I can remember the very first time I heard what seemed to me to be the voice of god. I was listening to a Classic FM station at home in Sydney and the announcer played a track from a 1976 recording of ‘Tosca’. It was conducted by Sir Colin Davis – the track was ‘E lucevan le stelle’ and the singer was Jose Carreras. I don’t know if it is possible to fall in love through a song but I fell pretty darn hard!
I was hooked. That was just prior to the famous 1990 World Cup concert at Caracalla in Rome by The Three Tenors so by the time I sat down to watch the video soon after (the concert was not shown live at the time in Australia) I had become something of a Carreras nut. Sure he was a little greyer and a few years older than on the cover of that 1976 recording of Tosca but to me he was still pretty darn hot for an opera singer. The Three Tenors made opera ‘cool’ as it so deserved to be and placed opera right up there with U2, Madonna and every other major rock and pop star at that time. Who would have thought that three men over 50 and wearing tuxedos could have gone right to the top of the charts ?
Jose was my favourite – everyone had their own particular tenor they preferred – and I built up a sizeable collection of his operas and recordings, concerts on video (remember those) and lapped up anything I could find out about him. If there was such a thing as an ‘opera groupie’ then I easily could have become one…

In 1991 my prayers were answered when he came out to Australia and I took Mum and her sister along to see him perform at the Sydney Entertainment Centre – we were like excited teenagers – we saw him again in 1994 when he returned. Opera buffs and self-proclaimed experts the world over often argued over who of the ‘Big Three’ was the better singer and it was an argument which really had no answer; Domingo, Pavarotti and Jose each had their own unique qualities. No doubt Jose’s voice has a ‘before the illness and after the illness’ aspect but even still the quality and passion that define his voice was never affected.
I love to listen to that ‘76 Tosca – it is my favourite opera recording and I defy anyone to listen to the voice of that handsome young Catalan man singing in his prime and not feel shivers down their spine.
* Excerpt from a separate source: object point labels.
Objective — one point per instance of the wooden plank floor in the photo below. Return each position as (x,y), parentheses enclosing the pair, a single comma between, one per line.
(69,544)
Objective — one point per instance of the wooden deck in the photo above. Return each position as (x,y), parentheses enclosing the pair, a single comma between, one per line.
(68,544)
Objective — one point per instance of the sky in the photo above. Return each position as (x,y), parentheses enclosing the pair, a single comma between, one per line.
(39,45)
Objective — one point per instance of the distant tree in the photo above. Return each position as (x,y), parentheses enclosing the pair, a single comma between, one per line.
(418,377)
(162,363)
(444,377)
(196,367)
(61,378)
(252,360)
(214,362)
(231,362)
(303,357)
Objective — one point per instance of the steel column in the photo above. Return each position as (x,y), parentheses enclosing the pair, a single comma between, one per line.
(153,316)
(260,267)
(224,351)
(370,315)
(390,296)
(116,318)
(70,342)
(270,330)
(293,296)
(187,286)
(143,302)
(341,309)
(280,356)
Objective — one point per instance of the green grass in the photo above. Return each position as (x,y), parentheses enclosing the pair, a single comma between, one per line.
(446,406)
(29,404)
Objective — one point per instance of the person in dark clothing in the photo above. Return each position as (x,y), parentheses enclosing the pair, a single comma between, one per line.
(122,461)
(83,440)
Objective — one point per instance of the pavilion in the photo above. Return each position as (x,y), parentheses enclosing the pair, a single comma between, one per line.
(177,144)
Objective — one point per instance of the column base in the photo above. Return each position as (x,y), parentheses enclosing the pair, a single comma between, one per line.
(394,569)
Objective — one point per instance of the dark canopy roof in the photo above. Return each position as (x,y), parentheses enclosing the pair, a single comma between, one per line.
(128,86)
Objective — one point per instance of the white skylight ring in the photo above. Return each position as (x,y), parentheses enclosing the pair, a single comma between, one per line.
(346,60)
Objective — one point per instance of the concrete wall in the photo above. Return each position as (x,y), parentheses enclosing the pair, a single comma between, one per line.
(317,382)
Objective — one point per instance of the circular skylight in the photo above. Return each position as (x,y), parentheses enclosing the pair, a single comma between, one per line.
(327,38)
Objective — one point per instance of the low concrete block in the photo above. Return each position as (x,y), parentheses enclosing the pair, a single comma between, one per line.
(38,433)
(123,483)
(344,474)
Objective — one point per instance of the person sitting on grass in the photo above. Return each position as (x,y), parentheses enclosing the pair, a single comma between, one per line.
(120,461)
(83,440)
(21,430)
The other night Jose was honoured at the Classical Brit Awards with a Lifetime Achievment Award, as he is about to retire from the world of opera performance (not from singing though) it could not have come at a more appropriate time. He helped take an art form that at one stage was the domain of the rich and cultivated, the fur coated ladies and champagne-toting men and placed it back within reach of the ordinary people, young and old. Back where it began and back where it definitely belongs.